# Stapply.ai Jobs API Client

A production-ready Python client for interacting with the Stapply.ai jobs platform, reverse-engineered from HAR file analysis.

## Overview

This API client provides programmatic access to job listings on [Stapply.ai](https://map.stapply.ai/jobs).

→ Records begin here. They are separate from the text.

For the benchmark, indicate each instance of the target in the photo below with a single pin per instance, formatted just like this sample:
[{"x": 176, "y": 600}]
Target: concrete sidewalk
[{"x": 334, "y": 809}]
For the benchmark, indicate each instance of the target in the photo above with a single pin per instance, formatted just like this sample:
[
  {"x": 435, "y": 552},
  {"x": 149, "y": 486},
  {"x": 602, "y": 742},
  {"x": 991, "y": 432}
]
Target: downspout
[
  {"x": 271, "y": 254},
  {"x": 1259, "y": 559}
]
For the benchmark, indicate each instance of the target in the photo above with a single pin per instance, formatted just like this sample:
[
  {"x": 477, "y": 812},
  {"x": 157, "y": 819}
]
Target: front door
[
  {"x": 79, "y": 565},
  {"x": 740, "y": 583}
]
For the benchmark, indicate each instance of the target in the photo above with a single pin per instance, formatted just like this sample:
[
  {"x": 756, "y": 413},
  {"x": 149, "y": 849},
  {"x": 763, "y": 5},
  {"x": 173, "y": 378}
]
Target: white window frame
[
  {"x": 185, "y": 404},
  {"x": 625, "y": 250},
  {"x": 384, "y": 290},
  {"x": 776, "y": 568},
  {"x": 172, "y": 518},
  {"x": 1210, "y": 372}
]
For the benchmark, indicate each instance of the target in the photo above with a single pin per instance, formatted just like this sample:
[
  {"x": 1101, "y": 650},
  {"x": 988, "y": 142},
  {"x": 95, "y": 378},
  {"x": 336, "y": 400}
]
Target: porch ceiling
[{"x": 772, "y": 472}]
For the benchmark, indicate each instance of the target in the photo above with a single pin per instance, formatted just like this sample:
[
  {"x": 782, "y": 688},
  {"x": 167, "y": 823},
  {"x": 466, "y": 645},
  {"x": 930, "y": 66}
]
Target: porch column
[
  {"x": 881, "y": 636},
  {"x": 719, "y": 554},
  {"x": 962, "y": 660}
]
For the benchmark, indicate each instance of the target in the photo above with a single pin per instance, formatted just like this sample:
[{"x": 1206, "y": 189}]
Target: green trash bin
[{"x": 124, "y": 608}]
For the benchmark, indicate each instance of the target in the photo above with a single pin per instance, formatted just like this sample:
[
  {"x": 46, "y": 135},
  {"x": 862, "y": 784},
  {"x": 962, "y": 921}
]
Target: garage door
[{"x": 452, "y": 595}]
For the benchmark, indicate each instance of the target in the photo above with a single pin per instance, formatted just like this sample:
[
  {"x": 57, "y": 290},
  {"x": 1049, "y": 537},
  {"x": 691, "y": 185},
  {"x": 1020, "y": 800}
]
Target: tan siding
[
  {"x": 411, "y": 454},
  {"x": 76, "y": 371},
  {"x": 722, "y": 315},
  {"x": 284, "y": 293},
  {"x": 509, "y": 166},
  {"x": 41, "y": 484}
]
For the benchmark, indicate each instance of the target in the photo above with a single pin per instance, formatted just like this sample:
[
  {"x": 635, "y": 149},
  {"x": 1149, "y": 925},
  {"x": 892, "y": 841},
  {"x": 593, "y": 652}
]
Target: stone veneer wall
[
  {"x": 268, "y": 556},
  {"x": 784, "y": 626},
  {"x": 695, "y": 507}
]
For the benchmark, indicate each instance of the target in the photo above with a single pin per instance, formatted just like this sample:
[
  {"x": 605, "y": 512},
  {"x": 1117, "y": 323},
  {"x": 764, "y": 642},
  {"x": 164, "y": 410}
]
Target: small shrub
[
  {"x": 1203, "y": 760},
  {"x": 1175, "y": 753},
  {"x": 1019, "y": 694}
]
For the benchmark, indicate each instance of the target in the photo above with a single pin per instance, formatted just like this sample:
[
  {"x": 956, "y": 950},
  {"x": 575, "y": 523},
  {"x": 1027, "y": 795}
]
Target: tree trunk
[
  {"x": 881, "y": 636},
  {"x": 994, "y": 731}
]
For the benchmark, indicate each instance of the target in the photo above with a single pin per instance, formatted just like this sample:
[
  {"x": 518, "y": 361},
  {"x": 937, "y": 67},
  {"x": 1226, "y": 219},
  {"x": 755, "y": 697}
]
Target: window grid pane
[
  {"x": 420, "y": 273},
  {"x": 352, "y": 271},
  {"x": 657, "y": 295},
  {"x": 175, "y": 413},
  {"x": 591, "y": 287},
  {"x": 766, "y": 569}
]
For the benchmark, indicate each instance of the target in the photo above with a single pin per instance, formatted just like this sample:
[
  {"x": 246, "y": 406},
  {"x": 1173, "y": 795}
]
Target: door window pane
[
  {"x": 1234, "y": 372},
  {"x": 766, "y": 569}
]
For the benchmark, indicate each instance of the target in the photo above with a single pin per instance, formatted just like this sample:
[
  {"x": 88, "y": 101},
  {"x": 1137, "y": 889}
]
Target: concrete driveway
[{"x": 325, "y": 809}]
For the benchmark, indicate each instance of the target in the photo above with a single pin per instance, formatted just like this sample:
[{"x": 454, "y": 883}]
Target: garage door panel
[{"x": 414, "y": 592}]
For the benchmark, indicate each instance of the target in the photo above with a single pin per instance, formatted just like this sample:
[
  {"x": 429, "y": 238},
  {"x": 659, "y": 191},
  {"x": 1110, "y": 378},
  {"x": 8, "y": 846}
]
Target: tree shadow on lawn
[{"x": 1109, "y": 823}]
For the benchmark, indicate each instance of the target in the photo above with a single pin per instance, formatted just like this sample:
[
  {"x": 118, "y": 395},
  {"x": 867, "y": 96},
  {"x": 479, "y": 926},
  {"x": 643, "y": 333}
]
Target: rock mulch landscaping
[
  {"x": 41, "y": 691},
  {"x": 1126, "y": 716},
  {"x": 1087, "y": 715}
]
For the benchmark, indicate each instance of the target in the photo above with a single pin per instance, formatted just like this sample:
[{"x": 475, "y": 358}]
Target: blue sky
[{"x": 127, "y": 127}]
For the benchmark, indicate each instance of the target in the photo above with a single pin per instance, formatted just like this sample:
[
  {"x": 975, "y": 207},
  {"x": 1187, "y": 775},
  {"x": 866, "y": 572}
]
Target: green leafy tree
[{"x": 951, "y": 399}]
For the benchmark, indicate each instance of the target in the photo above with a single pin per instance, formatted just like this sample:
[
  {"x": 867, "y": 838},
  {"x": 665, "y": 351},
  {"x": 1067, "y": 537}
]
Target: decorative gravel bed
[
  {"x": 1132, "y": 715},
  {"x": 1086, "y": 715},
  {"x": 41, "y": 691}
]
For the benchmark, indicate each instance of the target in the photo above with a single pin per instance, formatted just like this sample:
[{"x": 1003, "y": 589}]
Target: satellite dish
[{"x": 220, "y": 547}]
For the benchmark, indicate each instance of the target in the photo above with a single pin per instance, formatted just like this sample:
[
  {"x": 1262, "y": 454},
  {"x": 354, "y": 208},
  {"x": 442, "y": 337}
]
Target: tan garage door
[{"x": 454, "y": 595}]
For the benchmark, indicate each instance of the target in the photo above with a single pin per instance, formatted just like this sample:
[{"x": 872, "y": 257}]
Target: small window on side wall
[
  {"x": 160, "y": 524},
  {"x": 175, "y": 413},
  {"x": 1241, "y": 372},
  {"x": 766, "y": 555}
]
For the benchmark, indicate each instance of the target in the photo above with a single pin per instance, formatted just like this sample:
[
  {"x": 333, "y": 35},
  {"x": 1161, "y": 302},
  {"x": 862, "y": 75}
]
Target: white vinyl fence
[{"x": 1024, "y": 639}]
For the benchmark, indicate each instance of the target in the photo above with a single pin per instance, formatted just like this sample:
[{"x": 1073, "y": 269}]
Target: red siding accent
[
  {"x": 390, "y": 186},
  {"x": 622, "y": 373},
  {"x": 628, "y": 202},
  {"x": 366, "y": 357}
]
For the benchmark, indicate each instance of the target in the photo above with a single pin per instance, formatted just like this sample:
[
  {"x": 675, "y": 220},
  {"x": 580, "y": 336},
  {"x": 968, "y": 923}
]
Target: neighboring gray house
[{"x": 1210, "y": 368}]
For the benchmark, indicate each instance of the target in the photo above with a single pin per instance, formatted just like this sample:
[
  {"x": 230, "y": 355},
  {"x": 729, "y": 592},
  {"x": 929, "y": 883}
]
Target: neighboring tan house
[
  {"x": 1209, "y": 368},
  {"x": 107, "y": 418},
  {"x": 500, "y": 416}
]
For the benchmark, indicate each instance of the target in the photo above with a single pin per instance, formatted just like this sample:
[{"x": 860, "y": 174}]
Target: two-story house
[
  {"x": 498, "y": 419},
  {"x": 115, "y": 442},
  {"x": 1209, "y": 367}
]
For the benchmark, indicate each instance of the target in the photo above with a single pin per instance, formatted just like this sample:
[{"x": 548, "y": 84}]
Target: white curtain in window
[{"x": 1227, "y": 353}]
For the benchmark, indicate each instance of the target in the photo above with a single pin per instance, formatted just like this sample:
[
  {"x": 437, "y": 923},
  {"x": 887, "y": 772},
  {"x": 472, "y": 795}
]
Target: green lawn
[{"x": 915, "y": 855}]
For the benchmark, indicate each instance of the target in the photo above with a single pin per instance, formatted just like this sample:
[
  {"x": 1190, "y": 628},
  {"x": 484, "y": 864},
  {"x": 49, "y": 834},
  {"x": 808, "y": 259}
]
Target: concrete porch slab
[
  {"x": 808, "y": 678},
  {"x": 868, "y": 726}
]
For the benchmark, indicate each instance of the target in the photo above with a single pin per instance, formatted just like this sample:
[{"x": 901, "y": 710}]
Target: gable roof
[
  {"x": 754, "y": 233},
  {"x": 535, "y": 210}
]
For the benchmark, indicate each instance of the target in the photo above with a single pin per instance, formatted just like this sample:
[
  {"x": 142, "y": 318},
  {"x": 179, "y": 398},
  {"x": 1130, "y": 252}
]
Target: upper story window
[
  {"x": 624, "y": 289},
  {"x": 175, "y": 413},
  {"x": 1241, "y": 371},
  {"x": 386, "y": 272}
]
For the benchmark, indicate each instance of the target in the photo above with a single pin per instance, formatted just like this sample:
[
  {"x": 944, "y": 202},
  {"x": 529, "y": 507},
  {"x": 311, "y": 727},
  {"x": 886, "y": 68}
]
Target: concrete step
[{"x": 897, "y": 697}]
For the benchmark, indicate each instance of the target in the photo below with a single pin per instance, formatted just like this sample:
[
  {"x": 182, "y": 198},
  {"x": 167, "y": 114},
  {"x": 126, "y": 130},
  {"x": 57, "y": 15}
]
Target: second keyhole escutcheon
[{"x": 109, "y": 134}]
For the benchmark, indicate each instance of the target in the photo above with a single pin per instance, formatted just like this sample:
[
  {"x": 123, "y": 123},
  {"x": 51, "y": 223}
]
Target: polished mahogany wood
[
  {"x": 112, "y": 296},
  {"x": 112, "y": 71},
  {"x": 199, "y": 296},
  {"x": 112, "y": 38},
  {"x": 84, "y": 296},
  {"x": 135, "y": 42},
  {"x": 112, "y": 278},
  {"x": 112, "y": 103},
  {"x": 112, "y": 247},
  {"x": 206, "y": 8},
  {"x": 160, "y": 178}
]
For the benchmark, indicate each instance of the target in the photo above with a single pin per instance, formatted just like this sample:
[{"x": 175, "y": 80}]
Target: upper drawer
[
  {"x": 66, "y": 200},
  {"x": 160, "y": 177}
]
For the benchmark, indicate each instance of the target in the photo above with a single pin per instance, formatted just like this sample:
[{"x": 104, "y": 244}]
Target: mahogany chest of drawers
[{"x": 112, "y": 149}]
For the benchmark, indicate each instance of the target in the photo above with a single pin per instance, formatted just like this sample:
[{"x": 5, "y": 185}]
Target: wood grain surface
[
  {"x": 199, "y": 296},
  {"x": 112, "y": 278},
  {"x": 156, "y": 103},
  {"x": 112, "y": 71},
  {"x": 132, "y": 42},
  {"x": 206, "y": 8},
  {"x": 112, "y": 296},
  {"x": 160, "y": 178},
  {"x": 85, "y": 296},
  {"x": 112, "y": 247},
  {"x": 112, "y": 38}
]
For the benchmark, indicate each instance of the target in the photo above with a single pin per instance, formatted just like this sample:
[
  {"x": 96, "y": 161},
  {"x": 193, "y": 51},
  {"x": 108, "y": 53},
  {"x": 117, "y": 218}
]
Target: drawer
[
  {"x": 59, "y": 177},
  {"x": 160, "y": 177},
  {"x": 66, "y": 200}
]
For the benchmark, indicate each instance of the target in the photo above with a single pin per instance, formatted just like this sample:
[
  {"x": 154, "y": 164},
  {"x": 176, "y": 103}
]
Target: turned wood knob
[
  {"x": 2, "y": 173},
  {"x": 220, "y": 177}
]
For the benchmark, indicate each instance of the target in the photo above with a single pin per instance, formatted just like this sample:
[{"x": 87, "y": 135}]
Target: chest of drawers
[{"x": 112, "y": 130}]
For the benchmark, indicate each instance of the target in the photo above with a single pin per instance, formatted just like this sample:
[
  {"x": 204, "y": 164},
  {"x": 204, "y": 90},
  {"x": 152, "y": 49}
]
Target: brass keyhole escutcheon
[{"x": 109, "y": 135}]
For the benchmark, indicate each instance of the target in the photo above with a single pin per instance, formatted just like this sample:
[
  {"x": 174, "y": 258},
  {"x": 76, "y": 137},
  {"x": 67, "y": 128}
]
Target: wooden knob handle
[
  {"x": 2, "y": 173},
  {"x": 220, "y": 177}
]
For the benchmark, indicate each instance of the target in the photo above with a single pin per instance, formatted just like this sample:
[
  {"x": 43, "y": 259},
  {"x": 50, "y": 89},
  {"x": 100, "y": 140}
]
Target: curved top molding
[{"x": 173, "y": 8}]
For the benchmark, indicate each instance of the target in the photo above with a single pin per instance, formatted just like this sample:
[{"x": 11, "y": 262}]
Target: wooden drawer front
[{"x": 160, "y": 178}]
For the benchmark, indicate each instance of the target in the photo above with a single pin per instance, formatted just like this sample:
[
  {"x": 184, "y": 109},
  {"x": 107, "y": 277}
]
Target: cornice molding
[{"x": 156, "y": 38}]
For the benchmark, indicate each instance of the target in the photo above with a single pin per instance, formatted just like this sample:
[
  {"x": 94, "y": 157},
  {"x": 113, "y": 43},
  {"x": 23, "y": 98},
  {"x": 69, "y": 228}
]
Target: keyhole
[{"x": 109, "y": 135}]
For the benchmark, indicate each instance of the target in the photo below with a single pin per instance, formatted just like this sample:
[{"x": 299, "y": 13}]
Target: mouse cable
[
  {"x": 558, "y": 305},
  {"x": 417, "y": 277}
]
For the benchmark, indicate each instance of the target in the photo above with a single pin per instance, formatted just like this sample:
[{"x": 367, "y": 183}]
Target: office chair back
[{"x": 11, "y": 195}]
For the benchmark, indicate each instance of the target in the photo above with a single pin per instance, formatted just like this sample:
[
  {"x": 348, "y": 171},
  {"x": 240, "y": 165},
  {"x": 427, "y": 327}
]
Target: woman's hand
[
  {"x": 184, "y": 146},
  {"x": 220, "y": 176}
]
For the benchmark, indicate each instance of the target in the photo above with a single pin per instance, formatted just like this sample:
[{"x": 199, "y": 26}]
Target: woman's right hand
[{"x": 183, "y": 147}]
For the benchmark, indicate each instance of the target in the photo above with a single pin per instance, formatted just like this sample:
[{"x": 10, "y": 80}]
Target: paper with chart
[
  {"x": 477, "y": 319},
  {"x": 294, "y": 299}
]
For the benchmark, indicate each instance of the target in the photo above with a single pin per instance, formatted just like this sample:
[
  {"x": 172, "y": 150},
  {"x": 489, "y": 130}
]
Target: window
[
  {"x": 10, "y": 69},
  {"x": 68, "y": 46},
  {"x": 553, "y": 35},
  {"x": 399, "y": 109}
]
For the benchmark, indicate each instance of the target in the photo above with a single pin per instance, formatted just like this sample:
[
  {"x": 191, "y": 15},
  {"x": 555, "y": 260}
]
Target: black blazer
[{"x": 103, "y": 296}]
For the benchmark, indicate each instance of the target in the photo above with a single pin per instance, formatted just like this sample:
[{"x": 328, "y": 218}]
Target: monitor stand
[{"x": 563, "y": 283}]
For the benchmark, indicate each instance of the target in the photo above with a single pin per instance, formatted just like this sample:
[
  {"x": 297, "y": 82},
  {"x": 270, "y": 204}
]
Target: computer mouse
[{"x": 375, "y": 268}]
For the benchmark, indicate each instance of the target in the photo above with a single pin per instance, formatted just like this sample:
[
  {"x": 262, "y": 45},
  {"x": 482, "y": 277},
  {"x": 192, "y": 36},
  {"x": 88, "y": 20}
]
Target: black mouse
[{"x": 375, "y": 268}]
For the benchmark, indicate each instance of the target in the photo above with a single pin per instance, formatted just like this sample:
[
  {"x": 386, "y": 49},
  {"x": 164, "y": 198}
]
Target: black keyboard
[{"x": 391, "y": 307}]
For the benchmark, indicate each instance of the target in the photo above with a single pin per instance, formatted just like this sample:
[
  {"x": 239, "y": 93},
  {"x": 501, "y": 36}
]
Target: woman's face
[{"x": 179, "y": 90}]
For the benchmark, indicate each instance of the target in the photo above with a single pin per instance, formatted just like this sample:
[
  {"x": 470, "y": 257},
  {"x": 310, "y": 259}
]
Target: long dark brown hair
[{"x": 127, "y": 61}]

The website is built with Next.js and uses React Server Components (RSC), requiring browser automation for proper interaction.

## Discovered APIs

Based on HAR file analysis, the following API patterns were identified:

### 1. Main Jobs Page
- **Endpoint**: `GET /jobs`
- **Description**: Returns the main jobs listing page
- **Type**: HTML page with Next.js application
- **Authentication**: None required

### 2. React Server Component (RSC) Requests
These are internal Next.js API calls for client-side navigation:

- **Pattern**: `GET /jobs/{company}?_rsc={token}`
- **Pattern**: `GET /jobs/{company}/{job-slug}?_rsc={token}`
- **Type**: `text/x-component` (Next.js RSC format)
- **Headers Required**:
  - `rsc: 1`
  - `next-router-prefetch: 1`
  - `next-router-state-tree: [encoded-state]` (for navigation)
  - `referer: https://map.stapply.ai/jobs`

### 3. Analytics Endpoints
- **Endpoint**: `POST /_vercel/insights/view`
- **Endpoint**: `POST /_vercel/speed-insights/vitals`
- **Description**: Vercel analytics (not required for job data)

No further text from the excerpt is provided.